How about this? My response as a man to the accumulation of stresses, contradictions and emotions which daily life brings about is to _do_ something about it, change, co-ordinate, be pro-active, generally muck about and disturb what might actually be a real equilibrium.

Yours as a woman is different; you don't necessarily _need_ to alter or remove the elements of your life - you just need to vent, to release the pressure in the manner of steam from one of those pressure-cooker pots our mothers cooked with. Meanwhile, the stew of your life remains tasty! Whereas I wd throw away half of the ingredients. ;)

Reasonable? Greetings from wet Warsaw :)

eva said...

Do you realize how much I hate generalizations? And especially about men and women? You certainly managed to sweep me off my feet... I should have listened and sit down. But if generalizations you ask for, generalizations you'll going to get... I call your male tactics 'escape' and female ones 'dealing with what you have on your plate'. How about that? Seriously, I think the flee or fight instinct still runs deep in all of us... And believe me, you wouldn't want to eat one of my stews... Hardly delicious!

CHRISTINE said...

I'm going to stick my nose in your conversation for a moment and add to your analogy...

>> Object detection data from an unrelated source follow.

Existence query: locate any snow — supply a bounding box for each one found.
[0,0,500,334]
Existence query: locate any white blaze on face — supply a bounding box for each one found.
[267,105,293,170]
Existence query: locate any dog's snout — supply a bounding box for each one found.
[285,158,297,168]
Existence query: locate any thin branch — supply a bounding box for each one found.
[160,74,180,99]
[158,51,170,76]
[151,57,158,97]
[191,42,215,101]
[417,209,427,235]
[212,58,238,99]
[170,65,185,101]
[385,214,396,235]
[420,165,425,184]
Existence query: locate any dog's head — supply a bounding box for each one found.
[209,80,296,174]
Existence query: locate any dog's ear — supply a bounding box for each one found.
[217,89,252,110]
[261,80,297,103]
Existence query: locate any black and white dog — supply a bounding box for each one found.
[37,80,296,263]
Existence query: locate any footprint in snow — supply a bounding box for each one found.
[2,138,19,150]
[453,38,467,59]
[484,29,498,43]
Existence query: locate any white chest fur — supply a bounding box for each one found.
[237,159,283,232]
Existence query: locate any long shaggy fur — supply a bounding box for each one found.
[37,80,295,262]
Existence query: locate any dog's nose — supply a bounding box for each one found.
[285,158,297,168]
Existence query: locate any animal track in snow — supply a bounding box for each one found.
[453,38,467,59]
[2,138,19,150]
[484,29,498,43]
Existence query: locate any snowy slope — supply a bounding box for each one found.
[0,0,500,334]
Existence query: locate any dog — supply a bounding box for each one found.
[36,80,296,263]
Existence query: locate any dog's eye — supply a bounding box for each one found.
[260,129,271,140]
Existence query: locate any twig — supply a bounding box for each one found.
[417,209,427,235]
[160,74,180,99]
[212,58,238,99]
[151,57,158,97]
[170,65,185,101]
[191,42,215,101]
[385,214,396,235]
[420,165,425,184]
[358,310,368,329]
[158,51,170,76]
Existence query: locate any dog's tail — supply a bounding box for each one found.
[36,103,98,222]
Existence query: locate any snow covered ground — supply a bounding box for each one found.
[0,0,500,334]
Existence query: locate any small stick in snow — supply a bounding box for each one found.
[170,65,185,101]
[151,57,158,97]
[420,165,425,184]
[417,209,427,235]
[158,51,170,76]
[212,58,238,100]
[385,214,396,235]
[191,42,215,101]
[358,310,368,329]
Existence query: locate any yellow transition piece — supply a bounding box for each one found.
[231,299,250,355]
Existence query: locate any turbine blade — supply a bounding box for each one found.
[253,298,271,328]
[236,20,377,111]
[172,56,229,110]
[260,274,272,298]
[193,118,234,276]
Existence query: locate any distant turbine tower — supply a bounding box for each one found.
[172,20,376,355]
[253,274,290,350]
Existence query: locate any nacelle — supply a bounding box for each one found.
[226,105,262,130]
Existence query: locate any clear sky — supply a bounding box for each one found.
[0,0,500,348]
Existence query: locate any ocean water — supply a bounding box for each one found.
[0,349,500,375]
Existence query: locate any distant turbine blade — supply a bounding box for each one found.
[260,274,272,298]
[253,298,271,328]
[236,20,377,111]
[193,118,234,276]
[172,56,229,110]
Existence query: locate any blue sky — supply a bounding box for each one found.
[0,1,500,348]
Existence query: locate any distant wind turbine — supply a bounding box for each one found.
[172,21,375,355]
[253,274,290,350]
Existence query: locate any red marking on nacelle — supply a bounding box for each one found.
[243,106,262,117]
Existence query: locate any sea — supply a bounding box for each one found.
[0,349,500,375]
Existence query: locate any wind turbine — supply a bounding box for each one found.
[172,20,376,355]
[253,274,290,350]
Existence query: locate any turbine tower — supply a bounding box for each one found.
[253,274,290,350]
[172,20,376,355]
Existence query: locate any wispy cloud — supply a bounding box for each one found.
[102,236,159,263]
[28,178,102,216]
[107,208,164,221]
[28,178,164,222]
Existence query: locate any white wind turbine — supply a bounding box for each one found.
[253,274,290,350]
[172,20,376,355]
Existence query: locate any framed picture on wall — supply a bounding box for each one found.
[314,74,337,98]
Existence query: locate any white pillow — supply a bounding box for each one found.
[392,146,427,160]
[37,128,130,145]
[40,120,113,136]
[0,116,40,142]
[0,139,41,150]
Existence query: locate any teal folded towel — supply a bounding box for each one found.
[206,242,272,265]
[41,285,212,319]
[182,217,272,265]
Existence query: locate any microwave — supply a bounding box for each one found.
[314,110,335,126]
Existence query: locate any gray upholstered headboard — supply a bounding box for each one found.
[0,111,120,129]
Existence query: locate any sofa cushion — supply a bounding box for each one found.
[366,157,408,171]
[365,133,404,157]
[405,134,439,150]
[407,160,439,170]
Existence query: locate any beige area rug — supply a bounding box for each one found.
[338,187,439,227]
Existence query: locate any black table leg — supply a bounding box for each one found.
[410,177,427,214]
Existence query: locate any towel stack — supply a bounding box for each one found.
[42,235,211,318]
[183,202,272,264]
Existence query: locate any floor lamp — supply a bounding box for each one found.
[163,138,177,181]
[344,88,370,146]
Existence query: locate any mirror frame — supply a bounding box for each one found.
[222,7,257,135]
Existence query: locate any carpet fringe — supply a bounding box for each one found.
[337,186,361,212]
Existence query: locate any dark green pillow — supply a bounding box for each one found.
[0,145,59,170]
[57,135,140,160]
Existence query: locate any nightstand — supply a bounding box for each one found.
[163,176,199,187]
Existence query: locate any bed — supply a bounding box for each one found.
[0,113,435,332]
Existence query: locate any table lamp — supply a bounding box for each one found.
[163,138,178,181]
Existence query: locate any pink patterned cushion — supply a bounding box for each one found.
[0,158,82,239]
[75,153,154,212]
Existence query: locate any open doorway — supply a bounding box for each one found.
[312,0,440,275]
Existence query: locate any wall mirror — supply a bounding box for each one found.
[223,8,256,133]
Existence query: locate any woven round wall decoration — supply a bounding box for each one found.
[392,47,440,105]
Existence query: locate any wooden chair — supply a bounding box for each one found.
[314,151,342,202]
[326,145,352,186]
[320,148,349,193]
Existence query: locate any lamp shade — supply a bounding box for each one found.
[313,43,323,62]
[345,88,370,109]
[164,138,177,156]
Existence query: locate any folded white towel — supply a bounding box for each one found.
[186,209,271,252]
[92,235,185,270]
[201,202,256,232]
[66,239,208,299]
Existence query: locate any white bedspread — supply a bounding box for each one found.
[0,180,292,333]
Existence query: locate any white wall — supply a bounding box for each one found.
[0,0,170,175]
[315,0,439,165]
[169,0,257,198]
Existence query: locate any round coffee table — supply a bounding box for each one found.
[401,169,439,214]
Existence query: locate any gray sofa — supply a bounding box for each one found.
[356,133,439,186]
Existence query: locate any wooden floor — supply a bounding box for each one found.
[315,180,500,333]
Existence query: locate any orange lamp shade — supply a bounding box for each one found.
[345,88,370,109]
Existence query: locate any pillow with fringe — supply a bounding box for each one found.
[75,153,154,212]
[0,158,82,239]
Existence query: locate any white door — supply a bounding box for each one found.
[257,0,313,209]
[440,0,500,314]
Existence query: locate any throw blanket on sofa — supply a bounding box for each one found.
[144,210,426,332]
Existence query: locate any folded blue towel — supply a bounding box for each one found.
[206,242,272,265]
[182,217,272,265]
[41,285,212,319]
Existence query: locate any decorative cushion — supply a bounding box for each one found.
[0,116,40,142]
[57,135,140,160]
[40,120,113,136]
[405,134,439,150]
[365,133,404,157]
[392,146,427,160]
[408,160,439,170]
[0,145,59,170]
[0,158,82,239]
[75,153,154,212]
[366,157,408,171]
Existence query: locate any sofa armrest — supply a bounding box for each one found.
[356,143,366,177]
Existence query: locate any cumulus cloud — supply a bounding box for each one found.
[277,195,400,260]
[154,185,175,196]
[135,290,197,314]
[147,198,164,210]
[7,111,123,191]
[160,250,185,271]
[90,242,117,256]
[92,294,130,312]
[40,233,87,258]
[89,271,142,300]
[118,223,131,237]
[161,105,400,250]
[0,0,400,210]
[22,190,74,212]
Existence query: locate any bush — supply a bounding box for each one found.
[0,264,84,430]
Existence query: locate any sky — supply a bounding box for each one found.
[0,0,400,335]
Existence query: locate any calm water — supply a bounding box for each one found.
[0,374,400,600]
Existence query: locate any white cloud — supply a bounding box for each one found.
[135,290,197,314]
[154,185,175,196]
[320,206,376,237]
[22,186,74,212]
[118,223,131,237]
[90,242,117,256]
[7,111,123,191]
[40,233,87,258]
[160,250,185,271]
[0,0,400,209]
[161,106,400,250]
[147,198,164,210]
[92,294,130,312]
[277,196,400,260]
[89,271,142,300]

When the messy pot of stew is so overcooked and in a rolling boil, my feeling is that what you need to do(whether you are a man or woman)is turn off the burner and put the pot aside.

Then, take out a fresh pan and cook something that you -- and only you -- love. It should be unusual and a treat. Let that feed your soul for a while.

Then, the next day, reheat the big pot of stew and let it simmer slowly. You will find that stew is always more palatable the next day.

xoxo

eva said...

Now, that's the kind of reasoning that I like - intriguing and inspiring. And a little dangerous! Love it.